I spent a recent Saturday on trial at Heathrow. You may, or may not, be relieved to hear that this was not in a courthouse with bewigged legal eagles. No, it was in the brand new, not yet open to the public, Heathrow Terminal 2. Along with a few hundred other people I had been invited to help the airport authorities try out the facilities of the new terminal and to provide feedback on the good and the bad bits.
Back in 2008 HAL (Heathrow Airport Limited, the airport operating company) opened a brand new terminal for British Airways flights. Terminal 5 was a state-of-the-art airport terminal. However they very quickly discovered, on day one of live operations to be precise, that state-of-the-art is not synonymous with fool-proof. Virtually everything that could go wrong went wrong. Chaos reigned. At least lessons have been learned and planning for the opening of T2 is being undertaken in a seriously meticulous manner. Saturday’s trial was the last of a whole series involving “real” people.
The new terminal is a not a makeover but a complete replacement for the old and wearyT2. It lies in the central area of the airport serving mostly foreign, i.e. non-British, airlines with flights to predominantly European and Middle Eastern destinations. It has always been a bit like a second class citizen as far as terminals go. I speak with experience having been a regular user from the early seventies until about ten years ago. Without trying to sound too xenophobic, which as a dedicated traveller I’m certainly not, I have always put the second class status down to the combination of the majority of airlines being “foreign” and the bulk of the passengers being “foreign”.
I was really looking forward to a chance to see inside this brand spanking new temple for travellers. Getting to the terminal was easy. A short walk to Richmond Bus Station, an H37 bus to Hounslow, a short walk to the tube station, a Piccadilly Line train directly to the Central Area of the airport and I was there. Following the signs to “Terminal 2” takes you through an underground passageway.
It gradually dawned on me that the motley crew walking through the tunnel were all heading for the trial. And what a cross-section of humanity it was. All ages were represented from babies to senior citizens. There was a good sprinkling of “passengers” who would need special assistance and a few parties including a pack of about 20 cub scouts. No one was unrepresented including the compulsive talkers who want to tell you their life-story and those who don’t understand the basics of queueing. Life’s rich panoply of characters was all there.
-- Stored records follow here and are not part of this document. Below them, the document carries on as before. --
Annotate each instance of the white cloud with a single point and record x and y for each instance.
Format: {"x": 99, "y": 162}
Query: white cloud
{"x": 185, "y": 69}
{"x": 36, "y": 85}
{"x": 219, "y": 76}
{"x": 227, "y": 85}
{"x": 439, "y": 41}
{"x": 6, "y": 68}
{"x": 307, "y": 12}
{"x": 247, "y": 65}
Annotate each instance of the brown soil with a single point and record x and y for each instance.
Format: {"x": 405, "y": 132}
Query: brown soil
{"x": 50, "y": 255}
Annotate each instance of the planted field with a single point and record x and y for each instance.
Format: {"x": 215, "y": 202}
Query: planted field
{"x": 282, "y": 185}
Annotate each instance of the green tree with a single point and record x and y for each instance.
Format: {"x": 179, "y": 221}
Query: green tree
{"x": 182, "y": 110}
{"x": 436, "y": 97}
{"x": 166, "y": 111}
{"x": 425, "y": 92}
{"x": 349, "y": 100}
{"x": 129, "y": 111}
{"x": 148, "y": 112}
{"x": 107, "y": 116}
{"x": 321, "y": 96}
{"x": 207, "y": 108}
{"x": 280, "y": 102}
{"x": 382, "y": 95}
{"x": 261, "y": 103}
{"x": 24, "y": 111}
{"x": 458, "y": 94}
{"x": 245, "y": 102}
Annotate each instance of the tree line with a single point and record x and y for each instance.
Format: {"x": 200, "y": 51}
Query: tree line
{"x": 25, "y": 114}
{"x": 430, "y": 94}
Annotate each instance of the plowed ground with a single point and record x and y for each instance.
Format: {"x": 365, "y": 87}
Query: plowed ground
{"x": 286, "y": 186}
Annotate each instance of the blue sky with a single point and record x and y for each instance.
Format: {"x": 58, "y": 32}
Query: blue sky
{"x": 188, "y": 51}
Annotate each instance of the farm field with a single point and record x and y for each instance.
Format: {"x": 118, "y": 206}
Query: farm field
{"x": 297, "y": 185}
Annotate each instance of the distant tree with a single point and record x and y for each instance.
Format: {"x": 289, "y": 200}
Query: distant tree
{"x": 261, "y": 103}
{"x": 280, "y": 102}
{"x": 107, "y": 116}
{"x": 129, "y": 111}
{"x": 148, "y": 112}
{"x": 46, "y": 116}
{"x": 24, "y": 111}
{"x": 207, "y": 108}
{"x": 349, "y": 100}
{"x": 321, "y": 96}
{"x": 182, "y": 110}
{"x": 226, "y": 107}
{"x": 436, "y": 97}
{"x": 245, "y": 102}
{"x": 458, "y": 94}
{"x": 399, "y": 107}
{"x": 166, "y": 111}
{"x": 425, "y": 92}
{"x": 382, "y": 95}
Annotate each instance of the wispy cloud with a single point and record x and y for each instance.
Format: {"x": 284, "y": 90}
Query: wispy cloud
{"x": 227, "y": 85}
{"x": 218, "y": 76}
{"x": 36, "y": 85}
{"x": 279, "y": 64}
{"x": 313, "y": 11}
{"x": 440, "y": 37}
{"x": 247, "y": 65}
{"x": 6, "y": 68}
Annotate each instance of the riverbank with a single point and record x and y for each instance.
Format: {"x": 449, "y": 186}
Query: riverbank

From the tunnel we were directed up two sets of escalators into a massive hall that was dominated by a metal sculpture suspended from the ceiling. Slipstream by Richard Wilson is some 70 metres long and is one of the largest permanent indoor sculptures in the world. The other feature to grab you, was three very large marquees. These turned out to be the meet-and-greet facility for us trialees – is that a real word?
The first marquee was for registration. This was very efficient and we were issued with a number of tokens on a lanyard. The tokens included a trial id, a lunch ticket and some other bits and pieces. Then it was into the second marquee which was a holding area for the third marquee where we were given a short presentation on the trial and what we would be asked to do. We were told that the trial would start with arriving at the airport, going through check-in and security to the main departures lounge where a packed lunch would be served. Then we would go to the gate and board our flight. A bit of time travel later and we would “land” and go through the arrivals process. And just to add to the fun we would each get a new persona and passport along with details of our “flight” and instructions as to what luggage if any we were to be carrying. Then it was out of the building and into a multi-storey car park. Here awaited another marquee in which we had to queue for what seemed like an inordinate amount of time. It turned out that they were trying to simulate the random rate at which travelling passengers would arrive at the terminal. All very realistic. Once at the front of this queue, you were directed on what seemed like a random basis to a desk where your personal travel plan was issued.
From now on through departures I was to be known as Michael Smith, a British citizen travelling with Aer Lingus to Cork. Michael had already checked in on-line so was in possession of a boarding card and the instructions said he had no baggage. Once outside the last marquee and on the main deck of the car park, there were piles of suitcases of all shapes and sizes waiting for those passengers who needed them. That wasn’t me so it was straight ahead and into the terminal.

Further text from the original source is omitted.